Sure, that makes sense. I suspect, though, that there are a lot of
intricacies to cobbler-provisioning that are maybe too detailed or
in-depth or not commonly-used for the sort of workflow I was
envisioning that pulp could support. I just worry about the interface
getting too crowded and complex for what should be a simple workflow
that just happens to span a few different types of tasks, you know?
I have some ideas about that about expressing simpler views for some of
our larger users -- this is all about allowing users who just own
certain systems to just access the bits they need without seeing the
additional complexity. Yes, I agree, there are starting to be too many
fields in there.
Maybe it would help to analogize what I mean: if I just want to make a
peanut butter sandwich, I don't need to be offered an apron, french
chopping knife, a 36-inch long cutting board, and a food processor to
do so. I mean, maybe the food processor would be handy if I wanted to
shell and crush the peanuts and make freshly made peanut butter for my
sandwich, but that's definitely a path less travelled :) But if I'm
Martha Stewart making a Thanksgiving feast, then at least some of
those tools probably are absolutely essential. Is the type of person
who makes PB&J and mac&cheese going to be able to do so with a Martha
Stewart kitchen (TM)? Yeh, but it might be a lot more
confusing/complicated for them ("which knife do i use?" "what does
this tool do?") And it's not a simple vs complex dichotomy, add a
cafeteria chef into the mix who cooks for 500 people a day, and he'll
have a third separate workflow from myself and Martha and maybe needs
even more different tools.
I generally prefer to make tools that allow people to define their own
workflows, very much in the LEGO (TM) building block vein. If you don't
want to use the green blocks, it's okay :)

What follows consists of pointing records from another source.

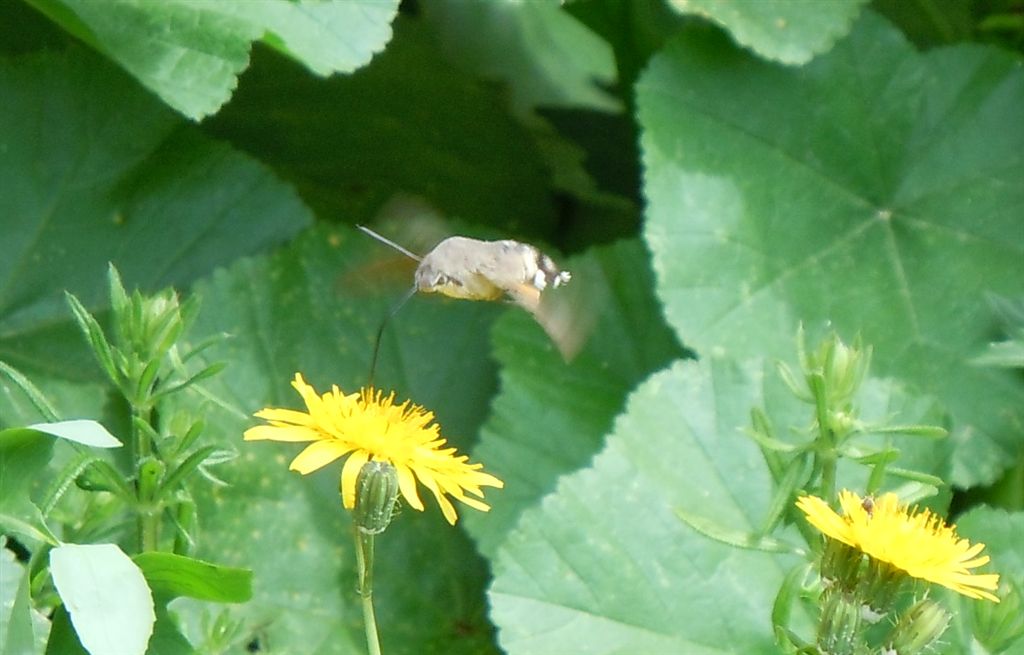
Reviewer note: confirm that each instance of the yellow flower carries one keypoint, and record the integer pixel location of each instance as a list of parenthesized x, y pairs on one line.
[(367, 427), (918, 542)]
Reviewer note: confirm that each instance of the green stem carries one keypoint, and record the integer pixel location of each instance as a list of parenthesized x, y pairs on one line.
[(365, 559), (147, 519)]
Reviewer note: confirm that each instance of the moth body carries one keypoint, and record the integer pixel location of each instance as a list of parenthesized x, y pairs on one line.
[(463, 267), (474, 269)]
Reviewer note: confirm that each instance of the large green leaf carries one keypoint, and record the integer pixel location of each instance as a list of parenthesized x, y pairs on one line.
[(597, 564), (95, 170), (190, 52), (787, 31), (603, 565), (410, 123), (301, 310), (540, 50), (876, 188), (550, 417)]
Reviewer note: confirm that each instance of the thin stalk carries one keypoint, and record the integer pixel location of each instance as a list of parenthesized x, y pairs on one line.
[(365, 559), (147, 519)]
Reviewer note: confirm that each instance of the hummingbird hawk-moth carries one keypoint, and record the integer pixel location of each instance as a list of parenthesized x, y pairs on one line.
[(474, 269)]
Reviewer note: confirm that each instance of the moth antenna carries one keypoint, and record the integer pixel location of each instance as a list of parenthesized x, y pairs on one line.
[(380, 331), (390, 243)]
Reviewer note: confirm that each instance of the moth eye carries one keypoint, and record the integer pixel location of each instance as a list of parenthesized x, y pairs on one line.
[(443, 280)]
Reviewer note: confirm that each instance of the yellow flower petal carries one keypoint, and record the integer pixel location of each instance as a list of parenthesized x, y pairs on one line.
[(918, 542), (317, 455), (281, 433), (368, 426)]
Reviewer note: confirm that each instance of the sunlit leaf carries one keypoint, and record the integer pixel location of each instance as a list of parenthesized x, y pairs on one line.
[(876, 189)]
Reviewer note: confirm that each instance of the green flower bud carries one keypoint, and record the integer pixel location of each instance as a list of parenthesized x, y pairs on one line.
[(997, 626), (376, 495), (919, 628)]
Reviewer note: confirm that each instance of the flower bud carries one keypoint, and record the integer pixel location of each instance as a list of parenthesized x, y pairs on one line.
[(919, 628), (376, 494)]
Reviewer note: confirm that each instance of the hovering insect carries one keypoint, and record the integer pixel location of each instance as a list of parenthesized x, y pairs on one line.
[(474, 269)]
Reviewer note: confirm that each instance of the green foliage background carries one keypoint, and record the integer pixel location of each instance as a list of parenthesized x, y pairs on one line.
[(712, 173)]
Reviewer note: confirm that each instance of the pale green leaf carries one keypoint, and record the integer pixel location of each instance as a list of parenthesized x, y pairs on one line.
[(551, 417), (82, 431), (190, 52), (542, 52), (876, 189), (107, 597), (95, 170), (604, 565), (787, 31)]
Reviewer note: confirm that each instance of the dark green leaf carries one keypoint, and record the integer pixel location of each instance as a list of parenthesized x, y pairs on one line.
[(551, 417), (95, 170), (352, 143), (638, 579), (839, 201), (172, 575)]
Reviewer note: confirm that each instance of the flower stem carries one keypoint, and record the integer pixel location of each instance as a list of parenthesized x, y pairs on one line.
[(365, 559), (147, 521)]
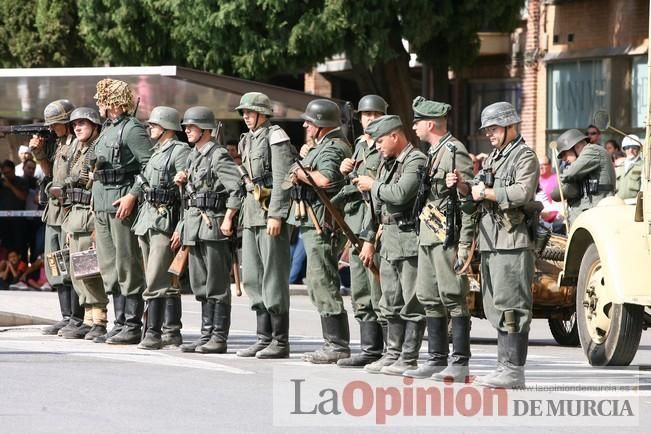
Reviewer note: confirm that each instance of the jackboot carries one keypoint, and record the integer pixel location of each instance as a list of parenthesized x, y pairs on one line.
[(263, 333), (207, 314), (99, 322), (501, 358), (131, 333), (414, 331), (279, 347), (64, 306), (437, 348), (76, 314), (458, 370), (172, 324), (119, 304), (337, 336), (371, 344), (512, 374), (395, 339), (80, 331), (221, 325), (155, 314)]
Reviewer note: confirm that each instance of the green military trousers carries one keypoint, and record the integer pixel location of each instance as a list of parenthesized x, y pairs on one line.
[(322, 276), (398, 281), (439, 289), (55, 239), (365, 289), (157, 256), (90, 291), (209, 266), (265, 269), (118, 255), (506, 278)]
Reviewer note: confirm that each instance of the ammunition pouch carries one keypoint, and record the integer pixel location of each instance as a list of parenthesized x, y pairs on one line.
[(161, 196), (114, 176), (209, 200), (58, 262), (79, 196), (400, 219)]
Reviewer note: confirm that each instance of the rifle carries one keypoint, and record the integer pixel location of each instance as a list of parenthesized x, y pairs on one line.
[(323, 197), (452, 214), (424, 186)]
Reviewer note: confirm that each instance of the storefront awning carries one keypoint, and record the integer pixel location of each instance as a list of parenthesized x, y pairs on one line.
[(24, 92)]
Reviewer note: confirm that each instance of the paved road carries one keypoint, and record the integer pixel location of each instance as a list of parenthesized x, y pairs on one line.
[(48, 384)]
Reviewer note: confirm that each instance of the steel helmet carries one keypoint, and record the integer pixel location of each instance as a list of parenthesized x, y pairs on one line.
[(58, 112), (201, 116), (500, 113), (166, 117), (323, 113), (88, 113), (568, 139), (372, 103), (257, 102)]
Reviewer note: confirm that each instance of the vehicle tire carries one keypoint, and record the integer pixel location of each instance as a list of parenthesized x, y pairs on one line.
[(609, 333), (565, 331)]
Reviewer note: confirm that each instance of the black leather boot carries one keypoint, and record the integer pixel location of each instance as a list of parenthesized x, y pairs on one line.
[(221, 325), (131, 333), (337, 337), (458, 369), (279, 347), (395, 339), (437, 348), (371, 344), (511, 376), (119, 304), (172, 324), (64, 306), (155, 314), (263, 334), (207, 314), (414, 331)]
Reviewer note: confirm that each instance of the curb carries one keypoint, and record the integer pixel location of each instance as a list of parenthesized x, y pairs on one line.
[(11, 319)]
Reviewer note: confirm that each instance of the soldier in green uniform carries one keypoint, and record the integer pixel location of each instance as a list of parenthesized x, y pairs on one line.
[(79, 223), (54, 160), (438, 288), (590, 175), (211, 182), (629, 174), (267, 155), (122, 149), (365, 288), (505, 189), (323, 244), (393, 193), (156, 221)]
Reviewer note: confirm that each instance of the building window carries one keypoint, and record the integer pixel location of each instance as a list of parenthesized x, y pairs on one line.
[(639, 91), (575, 90)]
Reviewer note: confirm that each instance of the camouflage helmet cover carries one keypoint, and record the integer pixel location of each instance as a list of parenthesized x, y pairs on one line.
[(166, 117), (323, 113), (114, 93), (88, 113), (201, 116), (58, 112), (257, 102), (372, 103), (500, 113)]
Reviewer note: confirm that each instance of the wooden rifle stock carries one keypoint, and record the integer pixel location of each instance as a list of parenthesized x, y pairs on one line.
[(339, 219)]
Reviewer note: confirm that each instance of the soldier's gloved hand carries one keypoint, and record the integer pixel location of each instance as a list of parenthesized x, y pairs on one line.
[(463, 253)]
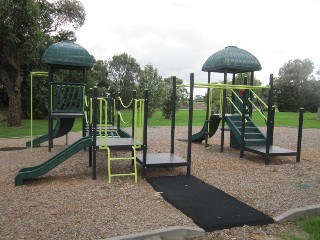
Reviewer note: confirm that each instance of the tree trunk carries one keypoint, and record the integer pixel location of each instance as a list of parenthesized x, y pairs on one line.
[(13, 89), (14, 113)]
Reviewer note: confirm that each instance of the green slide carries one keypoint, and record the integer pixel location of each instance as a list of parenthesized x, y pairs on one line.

Either way I don't see what is there as being that complex, and I'm open
to making them simpler however we can.
.. snip ...
So I was thinking that maybe pulp could be a UI geared to the
current Satellite
build-your-distro-push-it-out-to-systems-and-update-your-distro-and-update-those-systems
workflow that Satellite (and Spacewalk :) ) users go through today.

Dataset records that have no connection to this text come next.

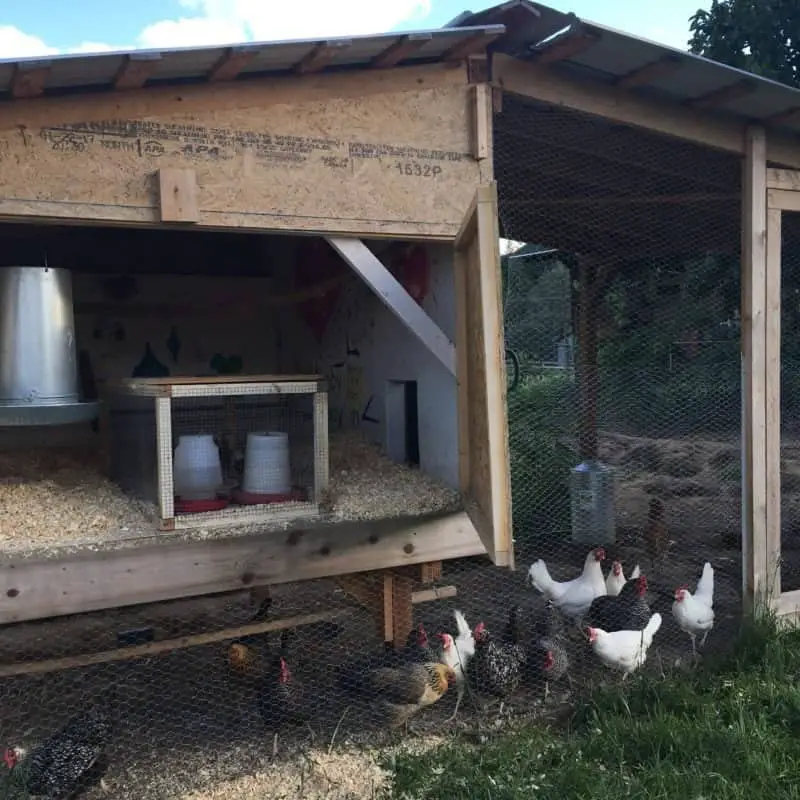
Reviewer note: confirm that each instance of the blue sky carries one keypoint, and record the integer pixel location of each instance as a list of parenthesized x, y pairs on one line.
[(41, 27)]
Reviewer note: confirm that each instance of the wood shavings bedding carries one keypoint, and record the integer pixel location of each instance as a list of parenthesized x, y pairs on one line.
[(365, 484), (58, 498), (55, 495)]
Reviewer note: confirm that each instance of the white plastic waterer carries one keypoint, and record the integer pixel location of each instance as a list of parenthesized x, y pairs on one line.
[(197, 469), (266, 463)]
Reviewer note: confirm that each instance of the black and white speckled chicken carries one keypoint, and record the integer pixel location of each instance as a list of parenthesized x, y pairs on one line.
[(67, 761), (628, 611), (496, 668), (543, 640)]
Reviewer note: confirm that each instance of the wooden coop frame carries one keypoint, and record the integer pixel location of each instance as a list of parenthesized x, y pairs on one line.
[(766, 194), (132, 181)]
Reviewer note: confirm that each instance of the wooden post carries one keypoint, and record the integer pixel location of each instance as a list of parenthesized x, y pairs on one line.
[(755, 586), (587, 351)]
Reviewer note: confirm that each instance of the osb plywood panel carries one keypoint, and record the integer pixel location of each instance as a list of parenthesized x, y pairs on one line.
[(391, 162)]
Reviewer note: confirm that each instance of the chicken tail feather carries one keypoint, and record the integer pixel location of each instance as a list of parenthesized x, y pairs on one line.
[(539, 577), (461, 624), (705, 586)]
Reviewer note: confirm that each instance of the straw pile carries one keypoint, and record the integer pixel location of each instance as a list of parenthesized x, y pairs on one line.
[(54, 495), (365, 484), (58, 497)]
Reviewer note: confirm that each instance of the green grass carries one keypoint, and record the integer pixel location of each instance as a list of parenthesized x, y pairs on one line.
[(729, 730)]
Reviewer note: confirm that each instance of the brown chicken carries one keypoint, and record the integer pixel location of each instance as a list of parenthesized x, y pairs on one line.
[(400, 692), (655, 532)]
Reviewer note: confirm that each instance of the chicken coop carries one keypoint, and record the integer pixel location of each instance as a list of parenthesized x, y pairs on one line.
[(251, 326), (254, 329)]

This isn't to say there aren't other workflows that would use
either/or or both the repo management bits and cobbler, but pulp
would be an interface specifically geared towards the common
Satellite/Spacewalk workflow we know so well from working with and
going out and interviewing customers of the Satellite product.
If it's geared to that workflow, why is it not part of Spacewalk? I
think that package management (RPMs) is the core use of Spacewalk
today ... with the other features as being very useful but kind of a
"bonus". So maybe it could be just done as upgrades to that project
if it's more about that workflow?
Well, I do think there was some thought to it eventually replacing
Spacewalk. I am not sure if a 'clean slate' is needed there or not. If
cobbler is getting integrated into spacewalk, does that make spacewalk
the horse that ate the dog (cobbler) that ate the cat (pulp?) that ate
the mouse (my sanity?)
Not sure, but perhaps there is a hole in my bucket.
Either way, cobbler's repo stuff could remain the backend. I am less
interested in what happens with the Web details (they are very
important, don't get me wrong), but am mainly interested in seeing we
leverage available bits on the backend.
Seems reasonable :)
If Pulp would want to be a WebUI that supported the Cobbler API,
maybe that does make sense, but seeing the linkage that exists today
where we can associate profiles with repos in Cobbler, I like them
being together.
I'm not quite following this - you're saying you'd like pulp and
cobbler to be together, or you'd like the webui to be together with
cobbler?
I think I'm saying I'd like everything in Pulp to be added to Cobbler as
cobbler enhancements, just because cobbler's core (not so much the
webapp) already has what it takes to do most of the repo management, the
rest is extensible, and it integrates at API level with provisioning
already.
Perhaps the new webapp could have different perspectives for repos
versus installation, maybe that's a good solution?